Wind factory specifications
Wind turbine theoretical account: GEenergyTM industrial air current power unit
Maximal power end product capacity ( presuming air current velocities to be optimum ) : 2 MW [ 17 ]
Cost of the turbine ( including installing ) : US $ 3.5 million / turbine
Area occupied by each air current factory ( including safety factor ) a‰? 76 estates = 310,000 M2 [ 17 ]
Hence with the land available, wind Millss can be constructed which have a extremum end product capacity of ( 13*2 ) MW = 26 MW
The payback clip of air current power coevals utilizing the maximal figure of windmills in the available country to bring forth 67,200,000 KW ( refer to sub-sub subdivision 8.2.3 ) will be:
= 67,200,000 KW / 26,000 KW a‰? 2500+ old ages
Comparison of power coevals and payback period of power atomic and weave energy
From subdivision 8.2.1 and subdivision 8.3.1, a individual atomic reactor with extremum capacity 1600 MW ( refer to Postpone 1 ) occupies 324,000 M2 whereas, a air current factory busying about the same country as a atomic reactor has a end product capacity of merely 2MW. As a consequence, the payback period figures of power from air current energy turns to be far less than that of power from atomic energy.
Finally the payback period of the air current power turns out to be less than that of atomic power in an utmost dimension.
From Table 7 under subdivision 6.4, the rows highlighted in blue, mark the commissioning of stages ( refer Table 1 ) of the power station. The row highlighted in green, marks the point when the cumulative hard currency flow turns positive i.e. the break-even point.
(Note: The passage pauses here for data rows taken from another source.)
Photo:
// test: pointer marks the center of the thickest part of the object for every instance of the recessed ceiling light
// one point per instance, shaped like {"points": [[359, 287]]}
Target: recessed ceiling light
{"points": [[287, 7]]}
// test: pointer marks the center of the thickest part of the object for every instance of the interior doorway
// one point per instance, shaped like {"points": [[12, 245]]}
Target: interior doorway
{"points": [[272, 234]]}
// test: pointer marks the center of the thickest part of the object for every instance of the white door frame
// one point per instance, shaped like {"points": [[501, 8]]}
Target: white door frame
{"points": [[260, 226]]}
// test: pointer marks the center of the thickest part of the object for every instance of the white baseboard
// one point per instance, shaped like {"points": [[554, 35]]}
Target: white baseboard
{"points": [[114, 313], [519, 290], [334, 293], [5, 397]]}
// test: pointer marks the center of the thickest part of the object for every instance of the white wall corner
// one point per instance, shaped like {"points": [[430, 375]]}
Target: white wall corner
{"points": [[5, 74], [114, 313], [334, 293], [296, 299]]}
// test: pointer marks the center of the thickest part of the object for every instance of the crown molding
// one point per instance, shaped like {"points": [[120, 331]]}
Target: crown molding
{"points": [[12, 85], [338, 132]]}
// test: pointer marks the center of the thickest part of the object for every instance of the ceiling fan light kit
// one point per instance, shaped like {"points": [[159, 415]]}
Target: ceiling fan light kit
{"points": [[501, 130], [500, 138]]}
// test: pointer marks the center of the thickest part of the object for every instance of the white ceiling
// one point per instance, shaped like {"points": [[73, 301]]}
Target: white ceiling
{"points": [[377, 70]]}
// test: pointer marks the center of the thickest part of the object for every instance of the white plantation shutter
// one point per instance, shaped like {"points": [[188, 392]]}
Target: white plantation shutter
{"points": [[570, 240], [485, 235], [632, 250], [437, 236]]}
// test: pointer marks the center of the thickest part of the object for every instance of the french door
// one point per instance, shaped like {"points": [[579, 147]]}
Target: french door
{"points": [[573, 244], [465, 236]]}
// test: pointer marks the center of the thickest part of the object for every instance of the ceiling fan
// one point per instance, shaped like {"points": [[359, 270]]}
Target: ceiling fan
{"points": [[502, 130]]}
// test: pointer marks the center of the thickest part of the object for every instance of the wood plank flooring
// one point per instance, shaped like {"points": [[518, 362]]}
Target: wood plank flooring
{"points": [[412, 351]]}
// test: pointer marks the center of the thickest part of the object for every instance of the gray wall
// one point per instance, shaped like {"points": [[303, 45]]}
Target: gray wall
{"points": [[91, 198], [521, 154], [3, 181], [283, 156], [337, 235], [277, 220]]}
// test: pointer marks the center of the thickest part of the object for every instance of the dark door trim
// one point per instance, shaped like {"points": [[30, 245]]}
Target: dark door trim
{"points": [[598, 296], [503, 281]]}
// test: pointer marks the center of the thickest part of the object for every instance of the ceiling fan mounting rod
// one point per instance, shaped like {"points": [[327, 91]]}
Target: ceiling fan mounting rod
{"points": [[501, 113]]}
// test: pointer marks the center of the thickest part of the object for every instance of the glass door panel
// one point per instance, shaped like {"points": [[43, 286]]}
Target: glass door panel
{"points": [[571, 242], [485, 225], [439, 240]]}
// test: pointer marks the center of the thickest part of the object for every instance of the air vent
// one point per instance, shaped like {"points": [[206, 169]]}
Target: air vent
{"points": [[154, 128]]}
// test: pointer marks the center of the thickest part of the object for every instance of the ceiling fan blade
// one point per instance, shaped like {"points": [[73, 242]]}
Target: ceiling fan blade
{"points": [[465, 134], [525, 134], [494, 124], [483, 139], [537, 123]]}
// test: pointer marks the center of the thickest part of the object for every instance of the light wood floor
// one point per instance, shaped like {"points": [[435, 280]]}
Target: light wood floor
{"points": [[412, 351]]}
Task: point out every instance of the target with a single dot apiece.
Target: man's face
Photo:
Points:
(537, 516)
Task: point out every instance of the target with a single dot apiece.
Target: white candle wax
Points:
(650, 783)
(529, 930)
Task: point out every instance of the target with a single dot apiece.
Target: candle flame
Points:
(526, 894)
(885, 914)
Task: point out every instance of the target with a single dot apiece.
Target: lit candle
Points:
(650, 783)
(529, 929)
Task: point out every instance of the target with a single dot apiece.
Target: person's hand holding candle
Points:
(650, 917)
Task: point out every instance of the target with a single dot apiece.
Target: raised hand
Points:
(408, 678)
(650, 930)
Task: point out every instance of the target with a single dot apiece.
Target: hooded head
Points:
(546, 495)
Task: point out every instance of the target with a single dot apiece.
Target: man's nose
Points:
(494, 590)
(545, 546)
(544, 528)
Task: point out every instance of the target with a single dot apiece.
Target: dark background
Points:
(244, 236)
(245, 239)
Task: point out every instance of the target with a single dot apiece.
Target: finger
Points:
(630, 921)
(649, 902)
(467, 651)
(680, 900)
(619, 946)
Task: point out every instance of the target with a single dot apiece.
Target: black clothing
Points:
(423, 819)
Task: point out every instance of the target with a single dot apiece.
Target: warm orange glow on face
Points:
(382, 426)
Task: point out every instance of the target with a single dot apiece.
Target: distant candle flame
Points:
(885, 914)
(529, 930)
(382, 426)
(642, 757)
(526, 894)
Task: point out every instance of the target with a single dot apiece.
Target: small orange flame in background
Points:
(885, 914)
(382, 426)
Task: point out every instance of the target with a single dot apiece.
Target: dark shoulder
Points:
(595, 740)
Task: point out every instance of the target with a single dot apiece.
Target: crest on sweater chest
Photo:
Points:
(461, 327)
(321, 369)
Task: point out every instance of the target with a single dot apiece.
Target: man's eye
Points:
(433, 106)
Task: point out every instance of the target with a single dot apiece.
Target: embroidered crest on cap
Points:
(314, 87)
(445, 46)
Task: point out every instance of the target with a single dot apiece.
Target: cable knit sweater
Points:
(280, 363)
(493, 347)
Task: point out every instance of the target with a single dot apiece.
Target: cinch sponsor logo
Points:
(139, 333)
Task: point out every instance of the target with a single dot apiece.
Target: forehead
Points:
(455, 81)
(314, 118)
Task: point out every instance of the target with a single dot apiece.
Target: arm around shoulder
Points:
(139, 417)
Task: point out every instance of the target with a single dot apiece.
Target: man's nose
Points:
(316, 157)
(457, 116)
Hence, the clip from the beginning of commissioning ( 2017 ) up to the point highlighted in green ( 2029 ) is the Pay-back period. Old ages 2047 and 2048, mark the terminal of the atomic reactors life span and its decommissioning severally. The cumulative hard currency flow in the twelvemonth 2048 is the net net income of the undertaking.
The Net Present Value under sub-sub-sub subdivision 220.127.116.11, defines the undertaking as be acceptable and profitable since NPV is greater than nothing. [ 20 ]
Comparing the payback period of the atomic power station to that of renewable energy beginning under sub-section 8.4 and as shown in Figure 16, given a fixed country of land and capital, atomic power coevals outperforms wind power or any other renewable energy beginning for that ground, due to its highest ratio of power end product to occupied infinite and capital.
Figure 16: Nuclear power V air current power
Based on the feasibleness analysis, atomic power coevals ascertains a high value amongst challengers from renewable energy beginnings owing to its shear power bring forthing capacity.